In the last few posts we introduced the concept of local image descriptors and specifically binary image descriptors. We surveyed notable example of binary descriptors, namely BRIEF, ORB, BRISK  and FREAK. Here, we will both introduce a novel binary descriptor that we have developed and give a full evaluation of several binary and floating point descriptors. We will show that our proposed descriptor – the LATCH descriptor – outperforms the alternatives with similar running times. We will also demonstrate its performance in the real world application of 3D reconstruction from multiple images.

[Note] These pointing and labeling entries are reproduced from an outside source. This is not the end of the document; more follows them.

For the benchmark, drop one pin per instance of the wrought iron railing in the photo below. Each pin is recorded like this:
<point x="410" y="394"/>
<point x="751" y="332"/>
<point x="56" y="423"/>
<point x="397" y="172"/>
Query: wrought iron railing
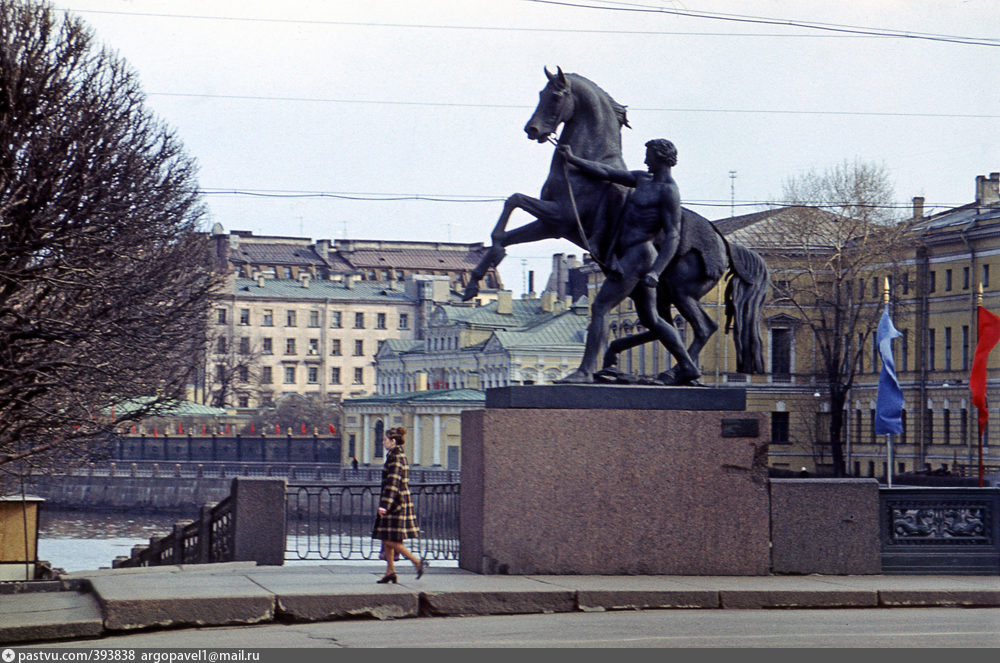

Our proposed LATCH descriptor was presented in the following paper:
Gil Levi and Tal Hassner, LATCH: Learned Arrangements of Three Patch Codes, IEEE Winter Conference on Applications of Computer Vision (WACV), Lake Placid, NY, USA, March, 2016
Here is a short video of me presenting LATCH at the WACV 16 conference (I apologize for the technical problems in the video).
For more information, please see LATCH project page.
The LATCH descriptor was developed along with my master thesis supervisor, Prof. Tal Hassner. I would like to take this opportunity and thank him again for his support, insight and endless patience.
I would also like to thank David Beniaguiev for his useful advice regarding this and other research projects.
Survey of Related Image Descriptors
Histogram based descriptors (SIFT and friends)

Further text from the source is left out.